The session began with a quick overview by Hlava of taxonomies and their place within the controlled vocabulary complexity continuum of list (no control), authority file (people, places, and things, listing the preferred form with other options provided as synonyms), taxonomy (list in hierarchical form), thesaurus (adding related terms while keeping synonyms and hierarchy) and ontology (adding directionality to the relationships) and the characteristics of each. She explored what can be done with a taxonomy implementation besides enhancing search, such as the recommendation of additional articles on the same topical cluster, linked data enrichment of content, finding peer reviewers based on their semantic profile, taxonomy terms applied to the person based on the indexing of their publications, and image indexing. Finally, she gave some examples of how to integrate a taxonomy into the production workflow.

Bradford took up the conversation next by having the audience “Following Our Yellow Brick Road”. She described the first failed initiative to create a taxonomy (which lasted two years), and a subsequent hiatus while they worked on taxonomy use cases including editorial, business office, and reader/client usage. Next, they came up with a set of lessons learned, which included the following: 1) Support for the project cannot be focused on a short-term revenue opportunity. 2) The thesaurus must be considered an investment in the long-term value of your content. 3) Technology is only one piece of the project. Skilled taxonomists (consultants or staff) are essential. Strong IT support is needed as well. 4) Subject-matter experts must see the project as a priority and accept the skills brought to the project by the taxonomist and technology team. In 2013, they “awoke in the poppy field” and began the project anew.

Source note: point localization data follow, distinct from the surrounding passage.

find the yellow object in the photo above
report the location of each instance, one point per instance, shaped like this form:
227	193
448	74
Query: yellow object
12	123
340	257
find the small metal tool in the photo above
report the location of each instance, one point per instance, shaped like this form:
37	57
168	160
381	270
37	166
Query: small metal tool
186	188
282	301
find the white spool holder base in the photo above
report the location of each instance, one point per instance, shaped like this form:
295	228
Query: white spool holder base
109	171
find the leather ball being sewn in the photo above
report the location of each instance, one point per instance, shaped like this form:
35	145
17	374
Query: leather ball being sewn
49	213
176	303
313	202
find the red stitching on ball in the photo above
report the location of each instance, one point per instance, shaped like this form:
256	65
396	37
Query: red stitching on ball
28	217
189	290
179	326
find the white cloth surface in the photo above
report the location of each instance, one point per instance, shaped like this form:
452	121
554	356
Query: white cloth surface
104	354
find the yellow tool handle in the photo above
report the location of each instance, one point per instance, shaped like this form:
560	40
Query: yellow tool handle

The American Association for the Advancement of Science (AAAS) development of a new manuscripttracking system and new journal launches highlighted the need to re-start taxonomy development in support of the peer-review process. AAAS contracted with Access Innovations in 2013/2014 to develop the taxonomy/thesaurus and rules, index content back to 1996, and review content moving forward to help AAAS maintain the thesaurus. Now the taxonomy is integrated into the submission and tracking systems. IT staff worked on integration of automatic indexing using Access Innovations tools. Strong internal project management has been established. AAAS is now able to look ahead to the next steps in integrating the taxonomy across the production and userfacing platforms and indexing all AAAS content. Bradford’s slides, which can be found on the CSE 2015 meeting website, include screenshots of the implementation.

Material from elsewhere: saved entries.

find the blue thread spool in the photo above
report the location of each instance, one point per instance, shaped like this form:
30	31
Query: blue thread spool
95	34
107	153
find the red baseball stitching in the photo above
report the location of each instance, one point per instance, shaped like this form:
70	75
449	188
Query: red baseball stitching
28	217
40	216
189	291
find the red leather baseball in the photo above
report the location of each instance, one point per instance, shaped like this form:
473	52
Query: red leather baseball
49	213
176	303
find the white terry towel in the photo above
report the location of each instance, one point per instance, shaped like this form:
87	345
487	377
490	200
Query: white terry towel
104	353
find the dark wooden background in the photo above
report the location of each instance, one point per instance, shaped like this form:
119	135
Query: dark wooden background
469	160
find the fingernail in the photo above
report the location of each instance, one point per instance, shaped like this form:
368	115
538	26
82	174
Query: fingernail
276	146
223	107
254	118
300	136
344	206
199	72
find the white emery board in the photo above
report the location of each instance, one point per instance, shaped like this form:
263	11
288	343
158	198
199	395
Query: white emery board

McNaughton gave the second case study in the session. She outlined the process of taxonomy creation starting in 2009 and the subsequent rule building for automatic indexing of the American Society of Civil Engineers (ASCE) content. There are 2,400 concepts in the ASCE thesaurus and 1,100 synonyms. The geographic thesaurus grew to 30,000 terms before being reduced to a more manageable size. They have 6,541 rules, 806 of which are complex in nature. The rules help further disambiguate the terms and allow automatic application of the conceptual terms to text during the production flow. Having the thesaurus and rule base in place, ASCE turned its attention to implementation, starting with indexing of author profiles in ColWiz. This application applies taxonomy terms to describe an author’s or editor’s area of expertise in a reliable, consistent method. They also needed to decide what content to index; no to front matter and editorials and yes to articles and book chapters. The second project is to index the locations of all civil engineering disasters in the ASCE library and the Civil Engineering Database. The next implementations will be search, article recommendations, topic pages, and visualization using the taxonomy.